Não basta, porém, desapropriar terras. Além do necessário apoio aos novos assentamentos, outras políticas terão de ser implementadas para democratizar o acesso à terra e garantir melhores condições de emprego e renda na agricultura. A miséria social no campo precisa ser atacada em várias frentes. Não adianta somente a reforma agrária. É preciso mais.
Em primeiro lugar, é imprescindível formular e executar um decidido programa de apoio à agricultura familiar. Esse numeroso segmento de produtores rurais —as estimativas indicam cerca de 2,5 milhões— já possuem a terra, mas não conseguem produzir nem sobreviver com dignidade. Seja porque a terra é insuficiente ou de má qualidade, seja porque não tem acesso às modernas tecnologias, seja porque a competição do mercado o marginaliza.
É fundamental direcionar o esforço público, principalmente seus parcos recursos, para apoiar essa categoria de produtores, deixando que o mercado se encarregue do financiamento dos produtores capitalistas. Nesse sentido, determinei que, em 90 dias, o Ministério da Agricultura e da Reforma Agrária apresente um programa de fortalecimento da agricultura familiar no Brasil.
Em segundo lugar, é fundamental ampliar a educação no campo. Tenho afirmado sempre que sem educar o povo o Brasil não tem futuro. Isso vale mais ainda para o campo, onde as taxas de analfabetismo são maiores. Além de reforçar a educação básica, vamos desenvolver um programa voltado aos jovens agricultores.

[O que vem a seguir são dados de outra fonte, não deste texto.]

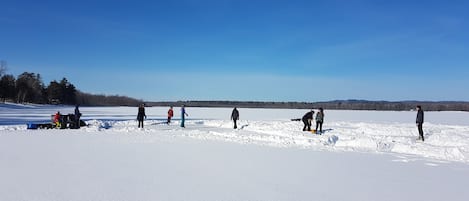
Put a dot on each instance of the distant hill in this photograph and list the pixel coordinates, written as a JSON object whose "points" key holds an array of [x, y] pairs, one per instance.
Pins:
{"points": [[336, 104]]}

Através da revitalização das escolas técnicas agropecuárias e contando com o apoio das universidades e demais órgãos governamentais, como a Embrapa e o Incra, vamos aprimorar os conhecimentos dos filhos de agricultores, capacitando-os a trabalharem com as novas tecnologias e aperfeiçoando o gerenciamento de suas atividades rurais. Esse treinamento deve, inclusive, servir como passaporte para os assentamentos da reforma agrária, credenciando os novos agricultores.
Em terceiro lugar, para enfrentar a miséria rural, será preciso desenvolver programas específicos direcionados para o Nordeste. Destaco, entre eles, a recuperação da cotonicultura. O algodão é cultura fortemente empregadora de mão-de-obra e plantada desde o semi-árido até o sertão. Sua revitalização, após a crise decorrente da praga do bicudo e dos baixos preços, é um anseio dos agricultores, especialmente dos pequenos.
O melhoramento genético dos rebanhos de bovinos e caprinos é outro programa de grande impacto na pequena produção rural, assim como a modernização do cultivo e da tecnologia de processamento do caju, que poderão oferecer excelentes oportunidades para a agricultura tradicional do Nordeste.
Essa é a base da política fundiária de meu governo: acelerar a reforma agrária e, ao mesmo tempo, desenvolver ações que fortaleçam os pequenos agricultores familiares e combatam a miséria rural, impedindo o êxodo através da criação de empregos no campo. Sem demagogia, sem violência, mas com a firme determinação de democratizar a propriedade da terra no país. Essa é a exigência da cidadania. Esse é o caminho do futuro.